Ahmad Samih Khalidi says that Arabs cannot accept the existence of Israel:

But that is not all; the moral terms of Palestinian-Israeli debate have also changed. Thus former Mossad head and national security adviser Ephraim Halevy believes that Israel's real post-Oslo mistake has been to accept a trade-off whereby the Israelis acknowledge Palestinian rights (such as that of "statehood"), while the Palestinians merely concede contingent realities which, by implication, they could overturn at a later date. Henceforth, he says, the Palestinians must accept Israeli-Jewish rights, and the moral legitimacy of their presence in Palestine.
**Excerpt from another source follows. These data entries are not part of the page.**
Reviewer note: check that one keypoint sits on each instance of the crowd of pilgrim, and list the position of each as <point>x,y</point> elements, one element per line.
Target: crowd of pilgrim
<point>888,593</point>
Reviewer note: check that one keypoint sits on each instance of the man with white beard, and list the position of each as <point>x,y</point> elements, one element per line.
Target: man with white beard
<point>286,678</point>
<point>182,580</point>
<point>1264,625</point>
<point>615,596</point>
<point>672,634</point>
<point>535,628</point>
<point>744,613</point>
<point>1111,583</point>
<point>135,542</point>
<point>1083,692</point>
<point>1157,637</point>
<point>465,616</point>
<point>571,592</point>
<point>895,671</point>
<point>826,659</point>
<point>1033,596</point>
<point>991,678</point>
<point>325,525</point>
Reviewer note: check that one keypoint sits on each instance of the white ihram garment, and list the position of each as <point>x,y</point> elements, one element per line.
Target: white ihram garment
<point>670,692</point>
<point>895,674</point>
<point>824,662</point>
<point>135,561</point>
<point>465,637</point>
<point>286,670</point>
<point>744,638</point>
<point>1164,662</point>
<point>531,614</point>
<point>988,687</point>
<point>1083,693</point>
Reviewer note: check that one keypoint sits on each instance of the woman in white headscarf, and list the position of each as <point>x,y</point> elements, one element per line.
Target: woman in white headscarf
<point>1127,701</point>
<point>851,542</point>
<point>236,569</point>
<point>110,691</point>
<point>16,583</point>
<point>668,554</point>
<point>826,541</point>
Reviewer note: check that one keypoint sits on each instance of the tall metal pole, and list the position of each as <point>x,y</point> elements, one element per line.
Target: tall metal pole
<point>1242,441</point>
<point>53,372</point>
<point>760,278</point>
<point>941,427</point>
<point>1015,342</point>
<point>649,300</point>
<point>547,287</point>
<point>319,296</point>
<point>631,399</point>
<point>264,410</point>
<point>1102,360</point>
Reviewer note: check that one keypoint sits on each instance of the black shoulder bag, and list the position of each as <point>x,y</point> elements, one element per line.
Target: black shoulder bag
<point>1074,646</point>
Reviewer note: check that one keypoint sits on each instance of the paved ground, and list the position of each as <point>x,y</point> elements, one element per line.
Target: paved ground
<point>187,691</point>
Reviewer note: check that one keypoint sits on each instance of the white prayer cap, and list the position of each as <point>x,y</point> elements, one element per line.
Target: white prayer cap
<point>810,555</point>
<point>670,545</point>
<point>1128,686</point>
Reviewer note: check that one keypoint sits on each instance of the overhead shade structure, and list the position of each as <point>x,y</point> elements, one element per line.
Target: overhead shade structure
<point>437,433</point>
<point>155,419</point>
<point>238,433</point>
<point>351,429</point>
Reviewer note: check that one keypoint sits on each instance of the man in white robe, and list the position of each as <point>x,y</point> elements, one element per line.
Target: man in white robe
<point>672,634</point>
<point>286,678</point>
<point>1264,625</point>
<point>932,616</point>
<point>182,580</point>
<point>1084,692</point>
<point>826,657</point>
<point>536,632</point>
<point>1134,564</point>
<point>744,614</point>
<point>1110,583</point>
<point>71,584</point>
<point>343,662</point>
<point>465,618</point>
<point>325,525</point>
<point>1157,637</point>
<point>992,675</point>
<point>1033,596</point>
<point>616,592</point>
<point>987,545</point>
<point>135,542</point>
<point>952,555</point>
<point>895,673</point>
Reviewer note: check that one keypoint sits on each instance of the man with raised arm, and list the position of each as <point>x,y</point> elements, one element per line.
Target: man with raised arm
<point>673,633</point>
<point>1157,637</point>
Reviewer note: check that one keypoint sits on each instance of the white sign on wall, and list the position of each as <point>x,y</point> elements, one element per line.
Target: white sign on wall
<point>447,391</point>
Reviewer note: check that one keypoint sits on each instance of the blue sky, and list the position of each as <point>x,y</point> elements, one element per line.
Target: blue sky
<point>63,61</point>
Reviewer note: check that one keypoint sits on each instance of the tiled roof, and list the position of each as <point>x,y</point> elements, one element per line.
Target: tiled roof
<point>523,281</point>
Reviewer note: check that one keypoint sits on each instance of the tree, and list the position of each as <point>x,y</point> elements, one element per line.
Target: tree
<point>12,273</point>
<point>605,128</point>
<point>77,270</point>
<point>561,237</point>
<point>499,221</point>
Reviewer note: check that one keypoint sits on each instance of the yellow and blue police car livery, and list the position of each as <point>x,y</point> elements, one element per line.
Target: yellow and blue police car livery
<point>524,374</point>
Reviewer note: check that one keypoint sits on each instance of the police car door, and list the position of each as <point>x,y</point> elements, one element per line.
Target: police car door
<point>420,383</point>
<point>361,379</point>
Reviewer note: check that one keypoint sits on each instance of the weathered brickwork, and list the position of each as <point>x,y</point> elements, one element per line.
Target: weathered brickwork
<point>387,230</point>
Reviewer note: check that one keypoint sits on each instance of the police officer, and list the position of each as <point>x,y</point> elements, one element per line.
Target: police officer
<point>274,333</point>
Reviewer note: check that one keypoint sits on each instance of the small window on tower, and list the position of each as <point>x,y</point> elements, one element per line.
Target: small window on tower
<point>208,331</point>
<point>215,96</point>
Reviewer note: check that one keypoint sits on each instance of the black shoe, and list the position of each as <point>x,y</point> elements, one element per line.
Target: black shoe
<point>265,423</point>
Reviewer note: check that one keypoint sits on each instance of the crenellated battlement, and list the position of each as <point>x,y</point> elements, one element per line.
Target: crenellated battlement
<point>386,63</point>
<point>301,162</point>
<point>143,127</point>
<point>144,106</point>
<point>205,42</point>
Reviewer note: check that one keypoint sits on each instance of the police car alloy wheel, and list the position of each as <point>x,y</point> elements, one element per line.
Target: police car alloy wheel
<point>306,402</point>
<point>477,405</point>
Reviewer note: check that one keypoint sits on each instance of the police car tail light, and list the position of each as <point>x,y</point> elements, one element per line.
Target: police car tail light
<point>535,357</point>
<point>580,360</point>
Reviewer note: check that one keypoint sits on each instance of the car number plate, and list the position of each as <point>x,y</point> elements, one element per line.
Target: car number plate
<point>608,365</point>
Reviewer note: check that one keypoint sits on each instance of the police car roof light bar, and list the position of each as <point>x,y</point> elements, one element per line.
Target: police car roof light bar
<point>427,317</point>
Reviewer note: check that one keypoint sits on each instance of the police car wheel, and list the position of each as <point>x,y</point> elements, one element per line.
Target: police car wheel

But there are no conceivable circumstances in which any Palestinian can concede their own history in favour of the Zionist narrative. It would mean that they would have to accept that for 1,400 years the Arab-Muslim presence in Palestine was transient and unlawful, and based on the false premise that continuity of habitation conferred rights of ownership. Furthermore, the Palestinians would have to accept that the pulverisation of Arab Palestine in 1948, and the 50-odd years of subsequent dispersal and occupation, are the rightful outcome of an illegal struggle against the real owners of the land. Simply put, Halevy wants Palestinians to become good Zionists.

Palestinians cannot confer legitimacy on the Zionist narrative and should not be asked to do so, or vice versa

However this is their problem. Demanding the end of Israel as a Jewish state is not a path for peace but a continued declaration of war.

He also writes: One can almost hear the sheer panic in former prime minister Ehud Barak's voice as he argues that the Palestinians may demand not two states for two peoples, but one state west of the Jordan river: "But," he warns, "that single state will have to be in the spirit of the 21st century: democratic, secular, one-man, one-vote. One-man, one-vote? Remind you of something? Yes. South Africa. And that's no accident. It's precisely their intention."

As it happens, having espoused the two states for some three decades, the PLO and the Palestinian Authority are desperately clinging to the fading prospects of a viable partition. But let us suppose that the Palestinians do "demand" one-man, one-vote as in South Africa. What is the argument against?

All these threats that if Israel were to require a few percentage of the West Bank for its security then the remaining area would be too small for a Palestinian state are just rhetoric. Israel can always claim quite convincingly that the Palestinian areas should be joined to Jordan, a country that already has a Palestinian majority. Furthermore the size of a country has never been a defining requirement for statehood, if not then Liechtenstein would face being absorbed into Germany or Switzerland.


10:19:09 PM    

Why doesn’t The Guardian’s Middle East page have a link to an article about the terrorist attack that killed a Jewish seven-month-old girl and a man on the eve of Rosh Hashanah, the Jewish New Year?

Well it’s The Guardian to start. Must not suggest Palestinians are anything other than victims, as opposed to in this case a brutal murder.